By Eden Chua
I applaud MOE’s sexuality education programme for covering a wide variety of themes such as “Human Development, Interpersonal Relationships, Sexual Health, Sexual Behaviour, Culture, Society and Law” to educate youths in Singapore.
However, can MOE’s sexuality education programme be improved further on the issue of homosexuality?
According to the MOE website: “homosexuality is covered in one lesson in the lower secondary package. The lesson seeks to inform students of the definition of “homosexual”, and that homosexual acts are illegal under Singapore law.” Even though homosexuality is touched on, it is scarcely enough.
While it is not wrong that sexuality education should reflect social norms of Singapore’s society, we need to acknowledge the fact that homosexuals do exist among us. By just doing the “touch-and-go” on the issue of homosexuality, it will most likely confuse homosexual teens and will not provide them with the support or knowledge to face who they are.
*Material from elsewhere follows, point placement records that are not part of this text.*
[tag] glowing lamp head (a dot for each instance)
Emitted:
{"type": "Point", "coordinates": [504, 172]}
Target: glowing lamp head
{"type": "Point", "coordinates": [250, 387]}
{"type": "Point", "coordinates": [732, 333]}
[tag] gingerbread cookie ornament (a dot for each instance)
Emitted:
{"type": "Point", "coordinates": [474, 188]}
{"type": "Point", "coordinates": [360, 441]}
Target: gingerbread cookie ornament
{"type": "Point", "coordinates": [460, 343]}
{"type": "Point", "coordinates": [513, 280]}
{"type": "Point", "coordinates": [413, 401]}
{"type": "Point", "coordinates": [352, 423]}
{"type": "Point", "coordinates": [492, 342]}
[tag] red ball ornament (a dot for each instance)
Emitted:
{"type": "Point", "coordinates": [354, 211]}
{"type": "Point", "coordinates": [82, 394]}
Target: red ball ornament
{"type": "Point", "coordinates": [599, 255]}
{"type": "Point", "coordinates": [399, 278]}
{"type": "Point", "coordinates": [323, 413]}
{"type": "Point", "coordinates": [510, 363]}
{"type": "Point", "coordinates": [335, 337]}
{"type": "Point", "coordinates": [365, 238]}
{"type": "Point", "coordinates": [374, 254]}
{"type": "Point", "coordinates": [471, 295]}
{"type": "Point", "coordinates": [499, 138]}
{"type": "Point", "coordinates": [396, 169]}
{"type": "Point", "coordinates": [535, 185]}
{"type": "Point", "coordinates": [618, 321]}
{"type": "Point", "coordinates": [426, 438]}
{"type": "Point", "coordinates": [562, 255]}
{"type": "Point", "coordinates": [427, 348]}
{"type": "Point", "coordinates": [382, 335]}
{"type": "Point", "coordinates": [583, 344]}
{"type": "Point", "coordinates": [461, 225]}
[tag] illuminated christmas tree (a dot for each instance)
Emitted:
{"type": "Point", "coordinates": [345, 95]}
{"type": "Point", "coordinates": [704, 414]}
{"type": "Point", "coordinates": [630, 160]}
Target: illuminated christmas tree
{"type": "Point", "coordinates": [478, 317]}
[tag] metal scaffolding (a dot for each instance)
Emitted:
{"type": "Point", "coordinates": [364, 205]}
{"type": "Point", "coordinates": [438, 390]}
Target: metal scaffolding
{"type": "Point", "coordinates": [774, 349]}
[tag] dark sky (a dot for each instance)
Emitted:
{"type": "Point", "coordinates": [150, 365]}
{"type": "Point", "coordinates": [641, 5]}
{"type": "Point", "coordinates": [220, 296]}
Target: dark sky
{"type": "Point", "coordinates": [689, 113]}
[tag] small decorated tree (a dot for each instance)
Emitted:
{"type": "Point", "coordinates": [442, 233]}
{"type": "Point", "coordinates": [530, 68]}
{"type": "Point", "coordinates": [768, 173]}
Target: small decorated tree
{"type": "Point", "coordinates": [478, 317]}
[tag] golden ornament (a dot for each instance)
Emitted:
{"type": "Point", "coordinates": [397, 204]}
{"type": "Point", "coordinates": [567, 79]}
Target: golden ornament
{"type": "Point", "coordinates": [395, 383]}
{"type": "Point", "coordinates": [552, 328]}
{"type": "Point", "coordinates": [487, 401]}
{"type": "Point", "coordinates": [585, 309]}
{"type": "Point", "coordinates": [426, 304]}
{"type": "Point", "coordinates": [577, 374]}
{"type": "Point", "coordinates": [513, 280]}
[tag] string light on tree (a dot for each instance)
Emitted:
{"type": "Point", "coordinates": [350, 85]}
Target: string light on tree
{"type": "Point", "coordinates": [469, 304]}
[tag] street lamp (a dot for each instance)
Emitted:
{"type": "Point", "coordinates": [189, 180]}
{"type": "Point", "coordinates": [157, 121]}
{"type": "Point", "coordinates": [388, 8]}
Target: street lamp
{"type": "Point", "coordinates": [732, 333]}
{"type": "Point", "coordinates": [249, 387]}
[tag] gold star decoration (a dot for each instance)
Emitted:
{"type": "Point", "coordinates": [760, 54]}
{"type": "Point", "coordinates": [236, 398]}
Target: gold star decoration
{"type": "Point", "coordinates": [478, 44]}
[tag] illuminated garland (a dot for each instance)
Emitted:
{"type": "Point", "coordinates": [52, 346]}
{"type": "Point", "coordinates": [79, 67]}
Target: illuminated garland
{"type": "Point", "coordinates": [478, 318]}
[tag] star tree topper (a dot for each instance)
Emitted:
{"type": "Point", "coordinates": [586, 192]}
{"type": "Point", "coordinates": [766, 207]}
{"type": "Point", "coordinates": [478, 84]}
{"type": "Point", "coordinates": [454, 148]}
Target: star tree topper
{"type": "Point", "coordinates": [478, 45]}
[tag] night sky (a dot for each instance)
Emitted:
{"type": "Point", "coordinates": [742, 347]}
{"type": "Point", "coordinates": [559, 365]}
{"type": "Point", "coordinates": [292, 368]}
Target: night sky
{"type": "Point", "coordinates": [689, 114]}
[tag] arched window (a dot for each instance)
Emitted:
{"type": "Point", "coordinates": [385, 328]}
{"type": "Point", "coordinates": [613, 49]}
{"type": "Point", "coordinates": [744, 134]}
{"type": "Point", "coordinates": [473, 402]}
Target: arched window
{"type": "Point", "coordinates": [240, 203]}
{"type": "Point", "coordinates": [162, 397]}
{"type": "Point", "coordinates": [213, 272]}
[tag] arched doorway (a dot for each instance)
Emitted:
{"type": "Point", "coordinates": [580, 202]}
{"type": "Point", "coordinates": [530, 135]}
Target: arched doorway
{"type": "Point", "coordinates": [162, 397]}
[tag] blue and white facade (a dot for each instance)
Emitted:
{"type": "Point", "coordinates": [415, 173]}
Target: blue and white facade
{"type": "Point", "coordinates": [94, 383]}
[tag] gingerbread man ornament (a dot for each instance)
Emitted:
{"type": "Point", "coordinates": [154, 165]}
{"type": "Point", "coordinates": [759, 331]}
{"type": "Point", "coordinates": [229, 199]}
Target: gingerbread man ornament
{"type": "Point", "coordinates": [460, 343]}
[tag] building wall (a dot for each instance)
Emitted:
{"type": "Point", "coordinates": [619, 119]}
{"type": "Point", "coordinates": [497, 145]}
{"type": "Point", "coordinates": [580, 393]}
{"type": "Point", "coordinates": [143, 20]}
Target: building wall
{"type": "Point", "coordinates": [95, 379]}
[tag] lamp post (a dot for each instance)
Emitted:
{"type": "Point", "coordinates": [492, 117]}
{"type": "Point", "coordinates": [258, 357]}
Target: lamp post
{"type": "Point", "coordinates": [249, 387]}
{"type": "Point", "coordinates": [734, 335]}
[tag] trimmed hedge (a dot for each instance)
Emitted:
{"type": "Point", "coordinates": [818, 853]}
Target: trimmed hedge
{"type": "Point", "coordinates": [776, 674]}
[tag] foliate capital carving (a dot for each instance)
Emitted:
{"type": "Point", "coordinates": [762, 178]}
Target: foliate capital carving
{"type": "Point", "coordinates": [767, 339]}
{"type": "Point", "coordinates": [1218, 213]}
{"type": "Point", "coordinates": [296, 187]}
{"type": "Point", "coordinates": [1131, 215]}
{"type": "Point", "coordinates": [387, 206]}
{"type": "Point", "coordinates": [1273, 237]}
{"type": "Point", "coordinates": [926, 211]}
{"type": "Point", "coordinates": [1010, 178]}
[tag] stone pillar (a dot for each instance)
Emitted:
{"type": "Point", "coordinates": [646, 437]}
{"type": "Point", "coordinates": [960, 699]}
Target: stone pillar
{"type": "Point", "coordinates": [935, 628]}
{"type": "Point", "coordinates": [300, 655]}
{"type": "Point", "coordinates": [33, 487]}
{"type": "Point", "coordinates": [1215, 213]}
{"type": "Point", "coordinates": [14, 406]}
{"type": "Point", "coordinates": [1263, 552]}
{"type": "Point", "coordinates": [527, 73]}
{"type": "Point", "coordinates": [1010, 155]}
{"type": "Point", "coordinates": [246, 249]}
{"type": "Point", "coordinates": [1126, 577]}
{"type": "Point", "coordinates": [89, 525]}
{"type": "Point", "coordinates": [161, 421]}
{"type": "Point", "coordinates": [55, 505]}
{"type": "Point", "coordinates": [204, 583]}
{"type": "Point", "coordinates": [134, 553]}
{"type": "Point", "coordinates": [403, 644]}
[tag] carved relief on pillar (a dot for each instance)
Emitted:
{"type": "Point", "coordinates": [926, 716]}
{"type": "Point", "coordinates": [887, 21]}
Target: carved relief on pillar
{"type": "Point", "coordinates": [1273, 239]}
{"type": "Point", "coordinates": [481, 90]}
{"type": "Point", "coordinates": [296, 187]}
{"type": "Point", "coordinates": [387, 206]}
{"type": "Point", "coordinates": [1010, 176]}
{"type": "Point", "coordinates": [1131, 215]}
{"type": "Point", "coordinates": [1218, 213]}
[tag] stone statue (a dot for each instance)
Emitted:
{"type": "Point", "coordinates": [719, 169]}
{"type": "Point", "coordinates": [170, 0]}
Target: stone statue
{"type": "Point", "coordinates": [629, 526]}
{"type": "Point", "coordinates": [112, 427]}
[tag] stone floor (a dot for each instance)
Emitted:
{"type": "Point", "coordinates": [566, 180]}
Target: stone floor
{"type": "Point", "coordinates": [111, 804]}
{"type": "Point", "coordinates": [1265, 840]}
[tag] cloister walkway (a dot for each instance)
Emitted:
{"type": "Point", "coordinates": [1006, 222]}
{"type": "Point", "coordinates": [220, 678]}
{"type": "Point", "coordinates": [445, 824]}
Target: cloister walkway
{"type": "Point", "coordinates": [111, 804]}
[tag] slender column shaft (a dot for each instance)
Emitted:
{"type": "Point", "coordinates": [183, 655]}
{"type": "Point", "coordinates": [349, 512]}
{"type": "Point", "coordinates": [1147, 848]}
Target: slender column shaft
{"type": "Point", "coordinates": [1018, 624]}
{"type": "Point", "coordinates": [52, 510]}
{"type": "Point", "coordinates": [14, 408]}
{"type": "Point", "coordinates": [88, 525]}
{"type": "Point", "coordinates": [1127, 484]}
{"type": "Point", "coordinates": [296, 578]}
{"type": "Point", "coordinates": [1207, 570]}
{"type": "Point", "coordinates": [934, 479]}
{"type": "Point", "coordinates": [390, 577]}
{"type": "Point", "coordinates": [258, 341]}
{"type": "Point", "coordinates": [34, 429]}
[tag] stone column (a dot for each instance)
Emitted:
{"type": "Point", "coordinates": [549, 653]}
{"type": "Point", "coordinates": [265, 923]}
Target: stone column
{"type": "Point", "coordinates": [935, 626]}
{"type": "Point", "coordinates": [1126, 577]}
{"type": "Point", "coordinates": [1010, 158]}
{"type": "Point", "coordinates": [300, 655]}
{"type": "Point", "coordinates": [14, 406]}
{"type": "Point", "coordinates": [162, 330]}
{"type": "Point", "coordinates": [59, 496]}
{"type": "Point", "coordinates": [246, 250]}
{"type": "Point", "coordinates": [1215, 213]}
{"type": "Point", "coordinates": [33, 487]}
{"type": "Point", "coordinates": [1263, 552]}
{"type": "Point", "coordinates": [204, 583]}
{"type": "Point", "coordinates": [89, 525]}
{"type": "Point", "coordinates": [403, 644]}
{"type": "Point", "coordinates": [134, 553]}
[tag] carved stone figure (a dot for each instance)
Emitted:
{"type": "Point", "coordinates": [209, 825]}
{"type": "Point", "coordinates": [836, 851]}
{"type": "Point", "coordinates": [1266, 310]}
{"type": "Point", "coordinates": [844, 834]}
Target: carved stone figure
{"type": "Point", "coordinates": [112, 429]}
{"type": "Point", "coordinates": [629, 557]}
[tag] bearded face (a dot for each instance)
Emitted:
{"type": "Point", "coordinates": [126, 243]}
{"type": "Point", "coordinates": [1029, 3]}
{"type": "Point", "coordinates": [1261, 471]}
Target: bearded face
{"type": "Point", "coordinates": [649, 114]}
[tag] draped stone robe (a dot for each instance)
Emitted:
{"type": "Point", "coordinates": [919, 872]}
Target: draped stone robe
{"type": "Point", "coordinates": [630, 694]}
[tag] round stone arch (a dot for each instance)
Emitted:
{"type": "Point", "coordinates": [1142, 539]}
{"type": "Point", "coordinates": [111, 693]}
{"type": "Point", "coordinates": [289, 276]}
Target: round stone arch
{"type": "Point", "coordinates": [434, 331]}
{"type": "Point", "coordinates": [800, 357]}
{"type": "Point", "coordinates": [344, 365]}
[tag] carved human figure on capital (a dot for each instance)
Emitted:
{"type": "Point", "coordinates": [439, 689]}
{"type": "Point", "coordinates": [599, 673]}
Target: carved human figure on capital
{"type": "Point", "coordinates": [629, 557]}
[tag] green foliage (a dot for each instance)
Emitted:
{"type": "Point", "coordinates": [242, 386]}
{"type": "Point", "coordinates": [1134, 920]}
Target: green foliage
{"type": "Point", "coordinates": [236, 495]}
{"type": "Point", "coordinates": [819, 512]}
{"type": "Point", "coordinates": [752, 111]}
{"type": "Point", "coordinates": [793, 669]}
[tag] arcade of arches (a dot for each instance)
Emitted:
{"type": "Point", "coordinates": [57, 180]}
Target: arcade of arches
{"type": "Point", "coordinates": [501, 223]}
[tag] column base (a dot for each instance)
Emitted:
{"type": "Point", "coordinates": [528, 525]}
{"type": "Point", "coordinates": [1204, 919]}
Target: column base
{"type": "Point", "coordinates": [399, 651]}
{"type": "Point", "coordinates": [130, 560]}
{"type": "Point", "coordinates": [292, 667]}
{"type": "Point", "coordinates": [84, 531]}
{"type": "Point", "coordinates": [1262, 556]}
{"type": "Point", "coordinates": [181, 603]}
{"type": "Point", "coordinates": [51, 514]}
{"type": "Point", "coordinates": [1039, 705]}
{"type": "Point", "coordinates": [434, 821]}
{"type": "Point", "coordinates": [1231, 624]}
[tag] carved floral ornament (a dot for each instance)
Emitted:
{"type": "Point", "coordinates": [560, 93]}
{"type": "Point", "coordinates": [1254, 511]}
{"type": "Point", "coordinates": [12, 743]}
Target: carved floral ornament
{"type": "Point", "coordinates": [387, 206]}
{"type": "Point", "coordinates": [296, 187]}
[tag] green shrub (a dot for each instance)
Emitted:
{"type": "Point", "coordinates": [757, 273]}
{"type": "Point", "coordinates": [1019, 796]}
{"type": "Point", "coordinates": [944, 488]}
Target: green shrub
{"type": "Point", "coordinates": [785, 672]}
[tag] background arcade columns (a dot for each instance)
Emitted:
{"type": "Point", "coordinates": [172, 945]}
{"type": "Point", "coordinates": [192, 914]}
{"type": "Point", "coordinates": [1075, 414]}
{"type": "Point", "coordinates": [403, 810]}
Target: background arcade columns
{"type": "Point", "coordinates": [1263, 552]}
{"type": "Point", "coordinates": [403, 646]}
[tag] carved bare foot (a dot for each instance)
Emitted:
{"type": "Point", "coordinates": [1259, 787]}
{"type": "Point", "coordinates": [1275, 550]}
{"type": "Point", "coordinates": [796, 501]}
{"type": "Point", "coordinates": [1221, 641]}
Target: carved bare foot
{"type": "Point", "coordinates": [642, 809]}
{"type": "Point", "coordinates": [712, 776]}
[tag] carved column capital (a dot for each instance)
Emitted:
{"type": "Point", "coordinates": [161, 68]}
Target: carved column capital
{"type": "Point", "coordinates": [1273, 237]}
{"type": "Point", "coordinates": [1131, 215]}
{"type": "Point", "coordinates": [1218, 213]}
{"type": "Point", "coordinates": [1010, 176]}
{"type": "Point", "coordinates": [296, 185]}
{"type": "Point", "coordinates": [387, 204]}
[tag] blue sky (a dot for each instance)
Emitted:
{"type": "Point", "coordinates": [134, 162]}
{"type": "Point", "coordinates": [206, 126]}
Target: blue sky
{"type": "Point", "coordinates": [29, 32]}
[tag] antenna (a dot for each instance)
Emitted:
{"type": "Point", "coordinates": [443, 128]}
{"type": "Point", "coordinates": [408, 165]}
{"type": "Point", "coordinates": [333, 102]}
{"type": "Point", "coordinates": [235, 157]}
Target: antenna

Furthermore, with the Internet at their fingertips, these teens might then turn to other less-than-ideal sources to find answers to their questions on homosexuality.
MOE could consider going more in-depth into the topic of homosexuality and include lessons on the issue of homosexuality throughout secondary school years and JC years, instead of just one lower secondary lesson, adopting a neutral stance instead of tilting the balance to either advocating homosexuality or being against homosexuality.
While some might argue that by teaching students more about homosexuality, MOE would appear as promoting gay rights, I beg to differ. MOE would instead be going one step further in adequately informing students on the real world instead of creating an artificial environment for youths to grow up in by brushing aside the issue of homosexuality.
It is prudent that we stop trying to shield our youths from issues that are somewhat controversial in our society, in order to mould them into young adults that are able to hold their own against international counterparts, by being able to form their own opinions and unafraid to speak up and defend said opinions.
Lastly, we often complain that Singaporean students are too afraid to speak up and are instead more comfortable following others all the time. However, we need to question ourselves: Are we the cause of it?